You Can’t Teach an Old Dog New Tricks—But You Can Give Her a Makeover
by Sarina Dorie
Horrific Scribes Extremity Rating:


A knock came at the door.
The community was supposed to be gated, meaning that only my people would be the sort who would knock on the door after dark. But I didn’t know anyone in the new neighborhood yet, nor could I guess who would pay me a visit. I hated not having a door with a peephole. A tremor of anxiety coursed through me, but I ignored the sensation. After all, I hadn’t done anything in my new neighborhood to warrant any neighbor’s wrath. Not yet, anyway.
When I opened the door to the insistent rapping, dread settled in my core, heavier than rancid roadkill.
From the midnight hair styled into a Victorian coiffure and black, lace dress to the alabaster of her flawless skin, this woman screamed vamp. The fact that it was 6pm, already dark, but she still wore thick sunglasses–another clue. The brochure hadn’t said anything about the undead being permitted in my shifter community.
I fought the urge to slam the door in her face. The only thing stopping me was my grandmother’s tale of what happened when one unlucky dog was rude to a vampire.
It didn’t end well.
“Avon calling!” the woman said with an overly toothy grin that made me even more suspicious. “Greetings, sir or… madam! I am Evaline Sorrowcast from across the street.” She held a zebra-striped briefcase. “Is your… partner home?”
It always irked me that my buff arms and the excessive hair on my face that grew faster than I could shave it meant my gender was ambiguous—despite my love of pink dresses, Hallmark movies, and my ample cleavage—the latter being hard to see under my hairy chest.
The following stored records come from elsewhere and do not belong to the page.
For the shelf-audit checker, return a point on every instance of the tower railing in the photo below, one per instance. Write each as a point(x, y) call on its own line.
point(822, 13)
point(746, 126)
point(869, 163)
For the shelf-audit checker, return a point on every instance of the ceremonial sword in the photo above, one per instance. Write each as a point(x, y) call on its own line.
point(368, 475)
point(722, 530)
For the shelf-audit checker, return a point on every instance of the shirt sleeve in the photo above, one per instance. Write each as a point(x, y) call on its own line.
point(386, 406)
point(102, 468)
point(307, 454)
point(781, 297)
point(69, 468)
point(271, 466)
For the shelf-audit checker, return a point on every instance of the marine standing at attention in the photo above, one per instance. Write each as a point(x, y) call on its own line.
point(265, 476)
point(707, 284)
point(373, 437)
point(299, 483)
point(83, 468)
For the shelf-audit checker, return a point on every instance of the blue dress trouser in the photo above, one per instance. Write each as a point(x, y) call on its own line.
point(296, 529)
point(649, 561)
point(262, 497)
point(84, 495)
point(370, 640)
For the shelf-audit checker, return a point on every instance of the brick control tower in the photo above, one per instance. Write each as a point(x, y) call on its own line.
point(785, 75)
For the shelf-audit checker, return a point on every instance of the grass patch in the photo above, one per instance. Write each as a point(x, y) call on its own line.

“You are speaking with Rose, the lady of the house.” I glowered at her, my natural snark coming through. Despite the dangerousness of letting my attitude loose around a potentially mercurial creature, I could not tolerate certain insinuations. “However, just because I’m female, doesn’t mean I am interested in makeup.” I had come to accept my athletic, furry body for being beautiful the way it was—without the need for the enhancements society pushed on women. “I hope you aren’t implying I need makeup.”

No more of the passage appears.